Friday, November 2, 2007

Page 14

I was wide-awake by this time and my body was starting to feel the exhilaration that precedes going to the unknown. It is a tension at the center of the stomach that doesn't disappear until the first cut has been made. When the action begins, the focus is on the patient and the patient only. My feelings are irrelevant. There's no room for your stomach to turn anxious somersaults in the OR.

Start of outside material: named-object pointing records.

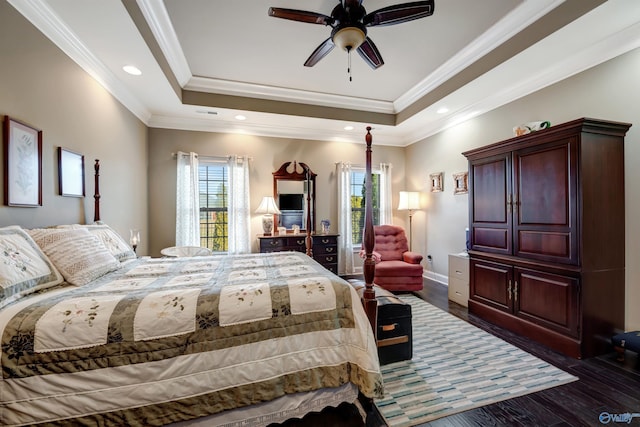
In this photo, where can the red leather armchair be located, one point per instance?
(397, 269)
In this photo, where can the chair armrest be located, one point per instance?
(412, 257)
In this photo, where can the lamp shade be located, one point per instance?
(268, 206)
(409, 200)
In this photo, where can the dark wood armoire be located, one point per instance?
(546, 215)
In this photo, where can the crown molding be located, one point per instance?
(515, 21)
(49, 23)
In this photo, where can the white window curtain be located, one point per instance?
(386, 215)
(345, 250)
(239, 216)
(187, 200)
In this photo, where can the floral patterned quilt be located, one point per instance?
(166, 339)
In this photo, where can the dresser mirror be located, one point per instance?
(294, 190)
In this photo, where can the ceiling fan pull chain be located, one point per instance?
(349, 63)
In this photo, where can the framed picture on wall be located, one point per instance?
(460, 183)
(436, 182)
(70, 173)
(22, 164)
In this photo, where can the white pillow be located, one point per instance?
(79, 255)
(110, 238)
(24, 268)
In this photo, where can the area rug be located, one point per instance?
(456, 367)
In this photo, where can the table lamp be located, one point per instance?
(267, 208)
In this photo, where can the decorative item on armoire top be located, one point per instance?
(436, 182)
(460, 183)
(70, 173)
(526, 128)
(22, 164)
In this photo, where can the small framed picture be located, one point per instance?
(22, 164)
(70, 173)
(460, 184)
(436, 182)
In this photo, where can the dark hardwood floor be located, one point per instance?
(605, 386)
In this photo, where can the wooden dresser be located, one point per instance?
(324, 247)
(546, 215)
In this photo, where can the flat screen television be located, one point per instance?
(290, 202)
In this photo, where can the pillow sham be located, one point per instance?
(24, 268)
(79, 255)
(112, 240)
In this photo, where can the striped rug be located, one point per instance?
(456, 367)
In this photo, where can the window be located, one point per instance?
(213, 179)
(358, 203)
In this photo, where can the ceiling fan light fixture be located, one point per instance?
(349, 38)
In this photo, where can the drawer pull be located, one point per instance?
(393, 341)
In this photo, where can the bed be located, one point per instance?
(93, 335)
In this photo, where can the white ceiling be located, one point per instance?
(205, 61)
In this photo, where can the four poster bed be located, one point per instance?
(93, 335)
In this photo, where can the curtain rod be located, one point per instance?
(200, 156)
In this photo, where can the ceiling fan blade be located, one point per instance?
(320, 52)
(370, 53)
(300, 16)
(399, 13)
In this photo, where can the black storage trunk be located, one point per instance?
(394, 328)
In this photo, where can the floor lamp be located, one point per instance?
(409, 201)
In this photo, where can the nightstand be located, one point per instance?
(459, 278)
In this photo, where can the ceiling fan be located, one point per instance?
(349, 22)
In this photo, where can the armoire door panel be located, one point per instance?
(492, 239)
(489, 181)
(547, 299)
(545, 219)
(491, 284)
(543, 187)
(544, 243)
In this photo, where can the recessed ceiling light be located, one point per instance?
(132, 69)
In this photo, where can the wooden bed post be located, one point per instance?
(369, 296)
(96, 192)
(308, 238)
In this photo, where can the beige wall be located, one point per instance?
(268, 154)
(41, 86)
(610, 91)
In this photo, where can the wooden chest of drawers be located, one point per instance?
(324, 247)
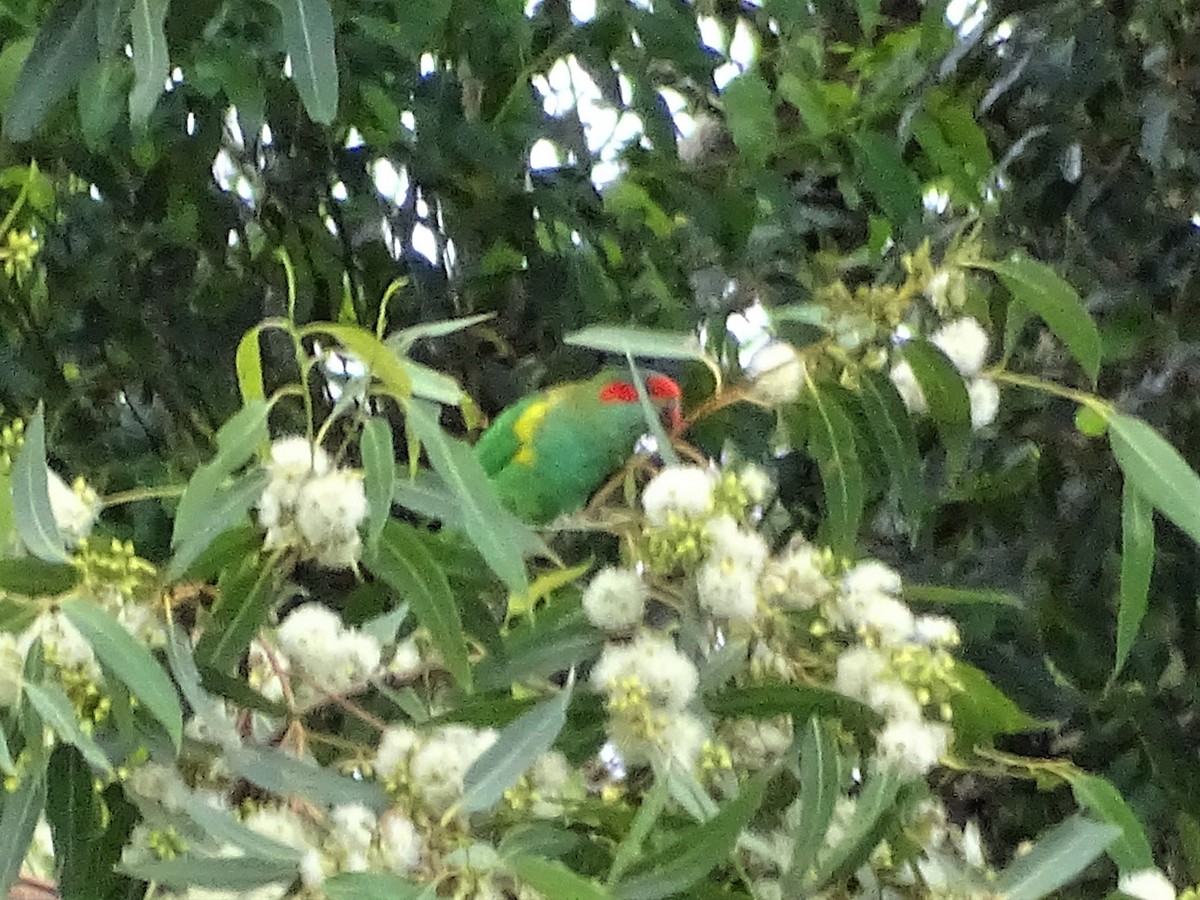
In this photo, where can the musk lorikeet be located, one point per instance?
(550, 451)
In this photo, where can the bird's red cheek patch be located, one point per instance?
(618, 393)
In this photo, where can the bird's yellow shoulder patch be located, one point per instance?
(526, 427)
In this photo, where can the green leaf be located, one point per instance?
(289, 777)
(221, 511)
(1060, 855)
(65, 48)
(892, 427)
(77, 819)
(696, 851)
(402, 341)
(237, 442)
(648, 811)
(214, 873)
(151, 59)
(375, 354)
(516, 748)
(29, 576)
(832, 443)
(372, 886)
(1039, 288)
(1157, 471)
(130, 663)
(481, 511)
(887, 178)
(821, 775)
(1132, 851)
(864, 831)
(641, 342)
(249, 361)
(550, 877)
(309, 40)
(406, 564)
(379, 474)
(31, 496)
(939, 595)
(1137, 563)
(947, 397)
(246, 595)
(750, 117)
(982, 711)
(19, 811)
(57, 711)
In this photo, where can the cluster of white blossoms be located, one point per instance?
(648, 685)
(965, 345)
(317, 654)
(310, 505)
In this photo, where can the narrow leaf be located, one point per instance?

Has anyone ever tried to write about all those feelings that go on in the surgeon's mind while he is scrubbing for the operation? I wish I could, but like my dreams the presence of creative thought is erased. One minute a brilliant and creative monologue. The next minute it's sucked into the vacuum of surgical criticality.

I turned right off Fourth Avenue onto Ninth Street and then into the hospital doctors' parking lot. I inserted the electronic card, and the railing opened up. The lot for the attending physicians was empty now, but not for long. It would soon be filled with cars branded Mercedes Benz, BMW, Lexus, and of course the customary large jeeps and SUVs whose farthest off road trek would be crossing a grassy median. I cast another glance at my watch as I rushed towards the OR from the physicians' parkade. Forty-three minutes.

On time.

Steam rose from the sink as hot water rushed in. Our dedicated resident Pavel Radezki and I watched the patient being put to sleep behind the glass wall and discussed the planned procedure as we washed our hands. I was calm, my neck muscles relaxed and the movements of my hands smooth. It is always the same: once the action approaches, the resentment of being bothered in the middle of the night is forgotten. Then, I'm eager to get started, sensing none of the usual tension I'd feel when scrubbing during the day for a major elective case.